Un mouvement d’opposition se fit jour qui réunissait des membres du congrès, la presse, le Parti socialiste indépendant et un certain nombre de groupes nationalistes. Ces derniers constituaient une force politique nouvelle détachée du conservatisme traditionnel, sympathisaient avec les idées fascistes de Mussolini, et aspiraient à remplacer le système politique constitutionnel par un autre d’allure corporatiste et à abroger la loi électorale en vigueur ; ils trouvèrent des partisans dans les rangs de l’armée et chez quelques intellectuels tels que Leopoldo Lugones. Du reste, l’armée en tant que telle manifesta son désaccord avec la politique gouvernementale. Schématiquement, il y avait dans l’opposition deux fractions, avec des propositions différentes — l’une emmenée par le général José Félix Uriburu, qui prônait une réforme totale du système avec abolition du suffrage universel et son remplacement par un régime corporatiste, l’autre dirigée par l’ancien ministre de la Guerre, le général à la retraite Agustín P. Justo, qui, s’il jugeait bien nécessaire de renverser Yrigoyen, voulait néanmoins faire perdurer le système en place[1].
Les militaires argentins, dominés alors par les intérêts conservateurs de l’aristocratie rurale, exécuteront ainsi leur premier coup d’État depuis 1861, et solliciteront Uriburu, membre du Conseil suprême de la Guerre, à remplir le rôle de président provisoire. Uriburu cependant, voyant que son projet politique ne trouvait pas d’écho dans la société argentine et que l’UCR, qu’on croyait décapité par le coup d’État, gardait des forces importantes, décida de convoquer des élections générales pour novembre 1931[2].
Ceux qui, au sein de l’UCR, avaient été des opposants à Yrigoyen dans la décennie 1920, et qui s’étaient autodénommés antipersonnalistes (cherchant par là à se distancier du culte de la personnalité qu’ils accusaient Yrigoyen de vouloir mettre en place), étaient divisés à propos du coup d’État de septembre 1930. Les adversaires du coup d’État septembriste s’en allèrent rejoindre l’ancien président Marcelo Torcuato de Alvear, tandis que des personnalités radicales plus conservatrices se rangèrent aux côtés de l’ancien président du sénat Leopoldo Melo. Ces derniers se réunirent à l’hôtel Castelar, dans le centre de Buenos Aires, avec les dirigeants conservateurs et du Parti démocrate national (successeur du Parti autonomiste national, PAN, qui avait dirigé la politique argentine de 1874 à 1916), et à l’issue de cette réunion conclurent une alliance politique, qui prit le nom de Concordancia[3].

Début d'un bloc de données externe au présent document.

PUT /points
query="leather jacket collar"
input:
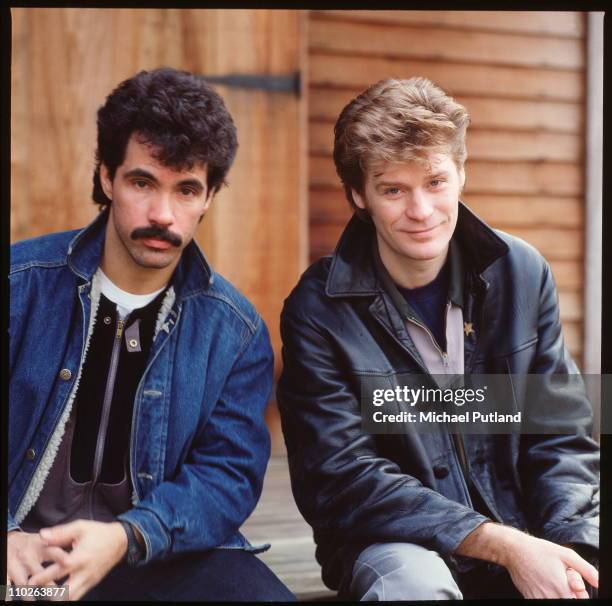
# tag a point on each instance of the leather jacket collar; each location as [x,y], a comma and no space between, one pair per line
[353,272]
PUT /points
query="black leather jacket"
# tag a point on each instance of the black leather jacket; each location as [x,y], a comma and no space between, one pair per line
[339,325]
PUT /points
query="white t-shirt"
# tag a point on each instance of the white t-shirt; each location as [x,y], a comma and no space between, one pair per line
[126,301]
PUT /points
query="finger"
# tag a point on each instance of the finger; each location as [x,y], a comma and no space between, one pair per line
[78,587]
[62,535]
[32,565]
[17,572]
[575,580]
[588,571]
[48,575]
[56,554]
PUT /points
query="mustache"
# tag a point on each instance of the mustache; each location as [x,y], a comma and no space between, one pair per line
[160,233]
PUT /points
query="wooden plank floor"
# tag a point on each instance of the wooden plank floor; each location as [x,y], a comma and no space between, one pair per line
[276,520]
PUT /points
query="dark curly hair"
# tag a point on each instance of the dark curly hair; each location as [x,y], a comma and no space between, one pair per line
[177,113]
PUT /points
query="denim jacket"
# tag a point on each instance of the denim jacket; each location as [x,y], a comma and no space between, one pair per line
[199,445]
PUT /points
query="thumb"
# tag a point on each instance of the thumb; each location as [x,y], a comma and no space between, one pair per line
[588,571]
[62,535]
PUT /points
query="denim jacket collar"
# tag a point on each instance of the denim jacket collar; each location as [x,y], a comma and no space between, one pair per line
[353,272]
[192,274]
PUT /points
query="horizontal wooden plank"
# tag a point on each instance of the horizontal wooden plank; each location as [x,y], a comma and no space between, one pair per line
[529,178]
[326,104]
[568,274]
[455,79]
[564,24]
[484,144]
[433,42]
[516,211]
[526,211]
[554,244]
[571,306]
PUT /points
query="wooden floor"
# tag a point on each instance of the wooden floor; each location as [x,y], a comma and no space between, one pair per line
[276,520]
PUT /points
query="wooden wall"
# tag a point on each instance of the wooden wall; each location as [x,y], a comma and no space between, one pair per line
[522,78]
[65,62]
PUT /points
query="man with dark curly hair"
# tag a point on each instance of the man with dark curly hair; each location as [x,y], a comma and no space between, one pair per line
[138,376]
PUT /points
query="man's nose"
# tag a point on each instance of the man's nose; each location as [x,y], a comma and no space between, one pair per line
[419,207]
[160,210]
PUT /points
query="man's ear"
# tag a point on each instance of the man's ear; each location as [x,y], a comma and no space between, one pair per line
[106,182]
[461,177]
[358,199]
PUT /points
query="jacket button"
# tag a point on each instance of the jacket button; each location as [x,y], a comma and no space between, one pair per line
[65,374]
[440,471]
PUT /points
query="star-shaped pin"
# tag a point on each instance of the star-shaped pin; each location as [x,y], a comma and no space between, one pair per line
[468,328]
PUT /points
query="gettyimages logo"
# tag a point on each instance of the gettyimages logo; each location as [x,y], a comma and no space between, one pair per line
[498,404]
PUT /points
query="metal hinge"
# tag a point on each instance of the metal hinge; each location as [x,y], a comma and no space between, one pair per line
[281,83]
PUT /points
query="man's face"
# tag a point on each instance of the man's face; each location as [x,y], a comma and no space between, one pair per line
[413,206]
[155,209]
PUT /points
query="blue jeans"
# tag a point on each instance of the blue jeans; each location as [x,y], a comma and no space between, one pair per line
[216,575]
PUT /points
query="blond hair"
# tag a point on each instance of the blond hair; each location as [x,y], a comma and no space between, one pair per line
[396,121]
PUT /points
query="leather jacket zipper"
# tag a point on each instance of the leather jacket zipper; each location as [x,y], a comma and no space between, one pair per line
[443,354]
[106,405]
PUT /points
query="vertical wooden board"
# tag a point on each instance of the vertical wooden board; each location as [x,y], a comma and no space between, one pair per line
[19,124]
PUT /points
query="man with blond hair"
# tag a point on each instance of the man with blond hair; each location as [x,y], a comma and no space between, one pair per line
[419,285]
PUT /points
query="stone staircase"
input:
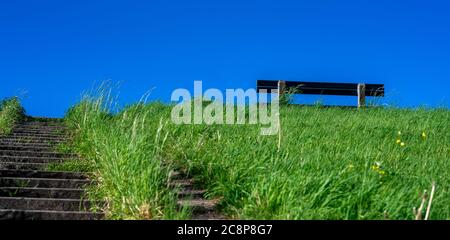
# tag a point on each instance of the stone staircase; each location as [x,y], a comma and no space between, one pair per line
[193,197]
[27,190]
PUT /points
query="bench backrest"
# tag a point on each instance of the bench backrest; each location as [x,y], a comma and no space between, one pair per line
[323,88]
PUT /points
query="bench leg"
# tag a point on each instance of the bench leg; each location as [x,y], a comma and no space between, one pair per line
[361,95]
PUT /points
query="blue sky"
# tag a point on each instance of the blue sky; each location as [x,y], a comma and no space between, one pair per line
[51,51]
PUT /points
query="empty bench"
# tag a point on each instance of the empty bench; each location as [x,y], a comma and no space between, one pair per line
[360,90]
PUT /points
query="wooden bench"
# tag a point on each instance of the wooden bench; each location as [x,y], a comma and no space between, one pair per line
[324,88]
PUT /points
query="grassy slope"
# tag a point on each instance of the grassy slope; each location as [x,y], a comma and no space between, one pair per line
[326,168]
[123,152]
[11,112]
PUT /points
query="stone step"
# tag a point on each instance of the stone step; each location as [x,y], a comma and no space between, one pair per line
[23,159]
[40,135]
[54,204]
[22,166]
[17,214]
[25,144]
[198,205]
[35,154]
[190,193]
[28,147]
[42,182]
[67,193]
[41,174]
[10,138]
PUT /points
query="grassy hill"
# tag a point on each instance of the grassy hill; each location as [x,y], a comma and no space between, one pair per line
[333,163]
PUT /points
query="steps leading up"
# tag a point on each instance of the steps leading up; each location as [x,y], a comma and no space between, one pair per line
[27,190]
[192,197]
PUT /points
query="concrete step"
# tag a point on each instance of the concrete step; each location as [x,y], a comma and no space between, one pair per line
[38,135]
[37,129]
[17,214]
[22,166]
[36,154]
[25,144]
[41,174]
[53,204]
[23,159]
[67,193]
[10,138]
[28,147]
[198,205]
[190,193]
[43,182]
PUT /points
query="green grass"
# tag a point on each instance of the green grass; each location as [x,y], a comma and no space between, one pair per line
[334,163]
[11,112]
[123,153]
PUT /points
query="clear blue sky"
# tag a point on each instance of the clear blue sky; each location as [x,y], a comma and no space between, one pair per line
[50,51]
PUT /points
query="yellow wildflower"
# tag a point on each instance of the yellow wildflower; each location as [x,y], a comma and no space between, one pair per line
[424,135]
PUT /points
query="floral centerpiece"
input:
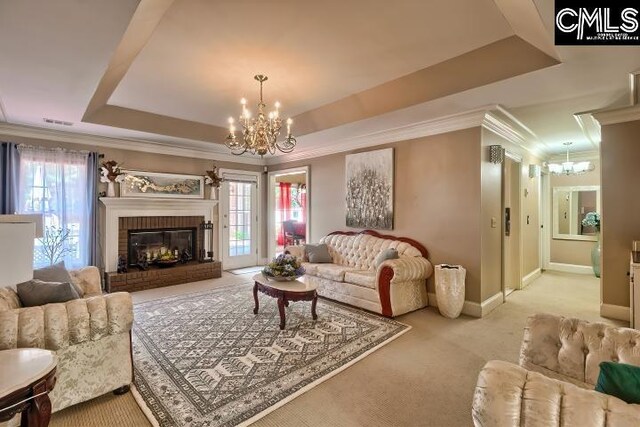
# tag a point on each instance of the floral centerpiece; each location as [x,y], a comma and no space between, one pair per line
[592,219]
[214,181]
[284,267]
[111,172]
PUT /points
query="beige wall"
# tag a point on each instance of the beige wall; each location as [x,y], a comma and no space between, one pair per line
[620,175]
[437,198]
[571,251]
[492,208]
[511,191]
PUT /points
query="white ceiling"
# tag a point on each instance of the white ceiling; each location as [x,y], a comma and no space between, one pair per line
[202,56]
[313,52]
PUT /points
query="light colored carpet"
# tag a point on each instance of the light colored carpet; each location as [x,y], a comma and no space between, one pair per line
[247,270]
[426,377]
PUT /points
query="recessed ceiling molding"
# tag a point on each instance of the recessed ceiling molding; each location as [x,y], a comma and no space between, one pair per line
[3,114]
[618,115]
[525,20]
[442,125]
[634,87]
[575,156]
[590,127]
[192,149]
[144,21]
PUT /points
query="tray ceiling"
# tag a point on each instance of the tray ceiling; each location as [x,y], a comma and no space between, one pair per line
[173,71]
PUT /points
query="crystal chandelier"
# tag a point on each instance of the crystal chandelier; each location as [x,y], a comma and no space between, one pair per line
[570,168]
[260,133]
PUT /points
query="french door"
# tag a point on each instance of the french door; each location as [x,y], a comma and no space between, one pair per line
[239,220]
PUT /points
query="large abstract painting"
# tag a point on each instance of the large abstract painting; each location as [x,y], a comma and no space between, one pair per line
[151,184]
[370,189]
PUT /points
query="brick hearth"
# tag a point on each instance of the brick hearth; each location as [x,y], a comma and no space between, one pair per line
[155,277]
[158,277]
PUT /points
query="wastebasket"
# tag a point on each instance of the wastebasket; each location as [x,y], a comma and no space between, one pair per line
[450,289]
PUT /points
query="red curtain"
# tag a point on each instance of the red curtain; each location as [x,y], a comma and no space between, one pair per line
[303,202]
[284,207]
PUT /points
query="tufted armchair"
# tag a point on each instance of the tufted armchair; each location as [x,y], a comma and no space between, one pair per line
[393,288]
[89,335]
[559,366]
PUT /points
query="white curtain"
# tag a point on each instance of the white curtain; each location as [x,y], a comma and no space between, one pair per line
[54,182]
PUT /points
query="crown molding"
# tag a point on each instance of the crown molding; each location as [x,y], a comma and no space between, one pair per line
[618,115]
[438,126]
[192,149]
[590,128]
[504,124]
[575,156]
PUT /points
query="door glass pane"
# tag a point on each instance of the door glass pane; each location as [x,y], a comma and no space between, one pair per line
[240,218]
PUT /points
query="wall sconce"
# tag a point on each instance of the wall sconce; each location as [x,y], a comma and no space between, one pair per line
[208,229]
[496,154]
[534,171]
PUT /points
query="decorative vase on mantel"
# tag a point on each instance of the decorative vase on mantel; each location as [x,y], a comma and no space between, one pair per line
[596,252]
[213,195]
[111,189]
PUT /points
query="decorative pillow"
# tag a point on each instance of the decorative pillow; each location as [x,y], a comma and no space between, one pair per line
[56,273]
[389,253]
[620,380]
[296,251]
[317,253]
[36,292]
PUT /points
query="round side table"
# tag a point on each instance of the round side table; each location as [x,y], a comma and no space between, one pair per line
[27,375]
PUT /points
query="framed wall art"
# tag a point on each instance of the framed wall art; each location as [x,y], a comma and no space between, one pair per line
[369,181]
[166,185]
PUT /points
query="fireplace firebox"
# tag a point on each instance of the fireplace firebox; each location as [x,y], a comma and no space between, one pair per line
[178,243]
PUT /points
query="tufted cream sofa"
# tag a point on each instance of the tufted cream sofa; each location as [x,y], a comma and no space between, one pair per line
[395,287]
[89,335]
[559,366]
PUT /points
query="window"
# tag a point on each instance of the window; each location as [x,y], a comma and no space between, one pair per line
[54,184]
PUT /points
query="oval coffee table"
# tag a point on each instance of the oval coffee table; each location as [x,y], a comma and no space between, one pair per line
[27,375]
[296,290]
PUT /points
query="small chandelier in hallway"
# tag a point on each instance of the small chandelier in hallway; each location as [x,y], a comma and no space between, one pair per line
[570,168]
[260,134]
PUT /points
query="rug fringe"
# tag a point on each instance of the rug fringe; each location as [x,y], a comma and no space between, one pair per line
[143,406]
[320,380]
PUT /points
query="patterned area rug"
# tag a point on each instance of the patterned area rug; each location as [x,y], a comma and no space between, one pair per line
[206,359]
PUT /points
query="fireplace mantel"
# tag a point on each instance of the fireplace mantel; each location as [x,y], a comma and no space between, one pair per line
[114,208]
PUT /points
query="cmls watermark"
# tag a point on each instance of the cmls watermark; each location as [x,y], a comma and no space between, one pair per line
[604,22]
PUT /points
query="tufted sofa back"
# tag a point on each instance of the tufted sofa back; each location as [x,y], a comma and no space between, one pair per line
[572,349]
[360,250]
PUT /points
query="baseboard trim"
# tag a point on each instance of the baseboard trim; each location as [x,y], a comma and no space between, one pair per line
[570,268]
[618,312]
[471,308]
[531,277]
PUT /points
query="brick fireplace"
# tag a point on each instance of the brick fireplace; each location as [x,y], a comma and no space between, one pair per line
[156,225]
[129,227]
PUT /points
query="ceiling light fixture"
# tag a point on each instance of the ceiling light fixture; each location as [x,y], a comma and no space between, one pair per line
[259,134]
[570,168]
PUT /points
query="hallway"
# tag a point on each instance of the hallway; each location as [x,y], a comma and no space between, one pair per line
[566,294]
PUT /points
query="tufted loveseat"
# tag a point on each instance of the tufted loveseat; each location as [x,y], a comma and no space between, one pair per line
[554,384]
[90,336]
[395,287]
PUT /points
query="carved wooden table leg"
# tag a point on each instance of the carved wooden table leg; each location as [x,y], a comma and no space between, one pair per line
[313,307]
[38,414]
[255,298]
[281,309]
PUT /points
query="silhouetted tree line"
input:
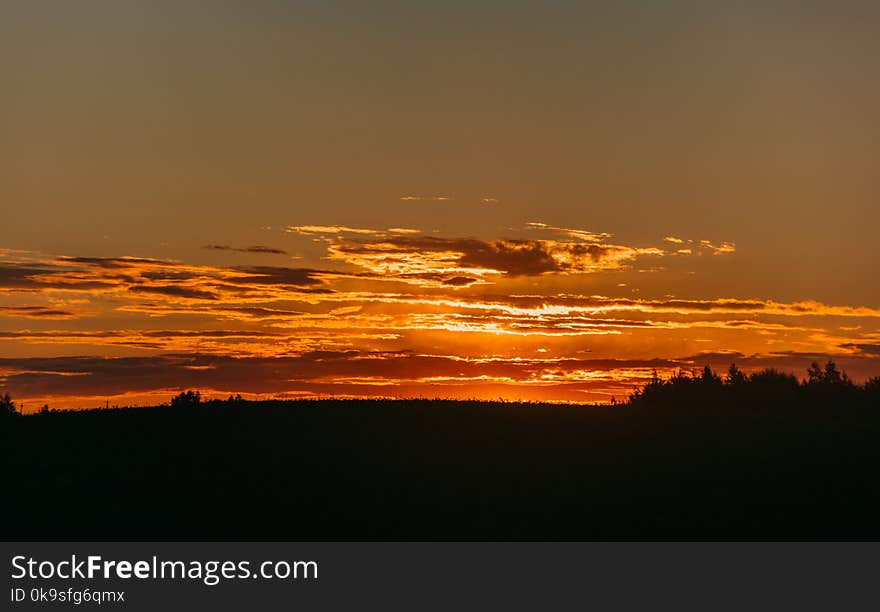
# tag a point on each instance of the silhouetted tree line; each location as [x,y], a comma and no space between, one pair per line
[825,386]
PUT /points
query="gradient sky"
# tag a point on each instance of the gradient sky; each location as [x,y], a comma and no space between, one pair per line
[451,199]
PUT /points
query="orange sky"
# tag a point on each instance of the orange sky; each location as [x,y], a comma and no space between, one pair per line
[539,202]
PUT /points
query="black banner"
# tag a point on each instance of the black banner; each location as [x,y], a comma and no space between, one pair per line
[448,576]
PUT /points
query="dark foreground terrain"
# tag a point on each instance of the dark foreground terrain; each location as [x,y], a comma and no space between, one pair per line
[705,461]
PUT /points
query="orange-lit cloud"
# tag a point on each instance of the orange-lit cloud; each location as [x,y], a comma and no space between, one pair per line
[393,312]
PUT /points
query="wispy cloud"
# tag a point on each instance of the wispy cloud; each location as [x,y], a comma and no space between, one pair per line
[264,250]
[425,198]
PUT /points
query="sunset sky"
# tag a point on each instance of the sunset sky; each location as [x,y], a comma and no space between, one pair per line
[487,199]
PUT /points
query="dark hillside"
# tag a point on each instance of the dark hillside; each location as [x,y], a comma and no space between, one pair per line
[706,460]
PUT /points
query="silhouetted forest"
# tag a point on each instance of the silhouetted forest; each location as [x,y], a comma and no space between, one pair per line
[694,457]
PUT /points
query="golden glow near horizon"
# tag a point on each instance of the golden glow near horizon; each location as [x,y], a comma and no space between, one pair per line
[530,202]
[432,316]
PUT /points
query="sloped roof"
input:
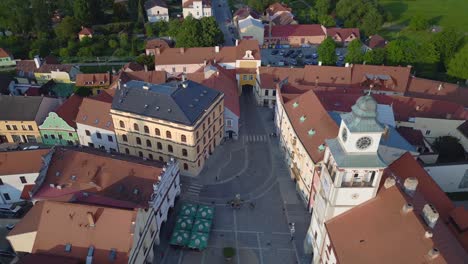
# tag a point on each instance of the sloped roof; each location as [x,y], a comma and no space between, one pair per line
[59,224]
[69,109]
[99,178]
[282,31]
[20,108]
[222,80]
[171,101]
[95,111]
[13,162]
[387,235]
[152,3]
[311,123]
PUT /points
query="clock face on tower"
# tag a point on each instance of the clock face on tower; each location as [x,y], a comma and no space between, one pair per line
[344,134]
[363,143]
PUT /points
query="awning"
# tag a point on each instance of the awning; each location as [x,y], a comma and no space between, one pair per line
[180,238]
[205,212]
[188,209]
[201,226]
[198,241]
[184,223]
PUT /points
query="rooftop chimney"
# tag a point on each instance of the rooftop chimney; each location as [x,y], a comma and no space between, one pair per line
[430,215]
[389,182]
[407,208]
[37,61]
[91,221]
[410,185]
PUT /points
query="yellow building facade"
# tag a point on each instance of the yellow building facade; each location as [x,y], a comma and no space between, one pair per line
[159,139]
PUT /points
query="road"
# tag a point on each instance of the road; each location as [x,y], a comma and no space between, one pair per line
[253,167]
[222,13]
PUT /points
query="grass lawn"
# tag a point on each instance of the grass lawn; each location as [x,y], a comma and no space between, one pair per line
[443,13]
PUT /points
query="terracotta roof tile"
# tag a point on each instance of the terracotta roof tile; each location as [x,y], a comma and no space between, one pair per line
[93,79]
[69,109]
[12,162]
[311,122]
[387,235]
[99,178]
[96,112]
[59,224]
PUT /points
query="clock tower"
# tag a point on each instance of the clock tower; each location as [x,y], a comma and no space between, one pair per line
[351,170]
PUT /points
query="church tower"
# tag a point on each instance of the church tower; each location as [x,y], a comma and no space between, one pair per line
[351,170]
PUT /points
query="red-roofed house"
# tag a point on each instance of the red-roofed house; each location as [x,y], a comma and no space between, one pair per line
[59,128]
[223,80]
[85,33]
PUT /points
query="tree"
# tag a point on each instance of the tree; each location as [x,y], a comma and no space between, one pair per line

Le général Agustín Justo, désigné par Melo et d’autres membres de la Concordancia comme leur porte-étendard, n’était pas issu de l’oligarchie foncière, à laquelle appartenaient la plupart des autres dirigeants de la Concordancia, et avait été le ministre de la Guerre du président Alvear. Uriburu pour sa part créa, dans le but d’intimider l’opposition, la Légion civique argentine, organisation fasciste paramilitaire.
Bien que bénéficiant de l’appui du président Uriburu, la Concordancia pourtant n’entrera pas en lice sous l’égide de celui-ci, la convention nationale-démocrate, sous la présidence de Cevallos, ayant choisi en effet de mettre en avant le binôme Agustín Justo/Julio Roca. Le coup d’État septembriste, condamné d’abord par les partisans d’Yrigoyen autant que par les modérés, était à présent ouvertement défendu par le Parti démocrate national, qui arguait que le tissu social, économique et institutionnel de l’Argentine avait risqué de se déchirer à cause de la politique d’Yrigoyen[4]. Leurs adversaires pour leur part se rassemblèrent derrière le Front de rénovation d’Alvear, contre qui cependant Uriburu prononcera un décret de bannissement ; les alvéaristes ayant été proscrits de l’élection, l’opposition à la Concordancia s’organisera sous la bannière de l’Alliance civile (appelée aussi Alliance démocratique socialiste), composée du Parti démocrate progressiste (PDP) et du Parti socialiste.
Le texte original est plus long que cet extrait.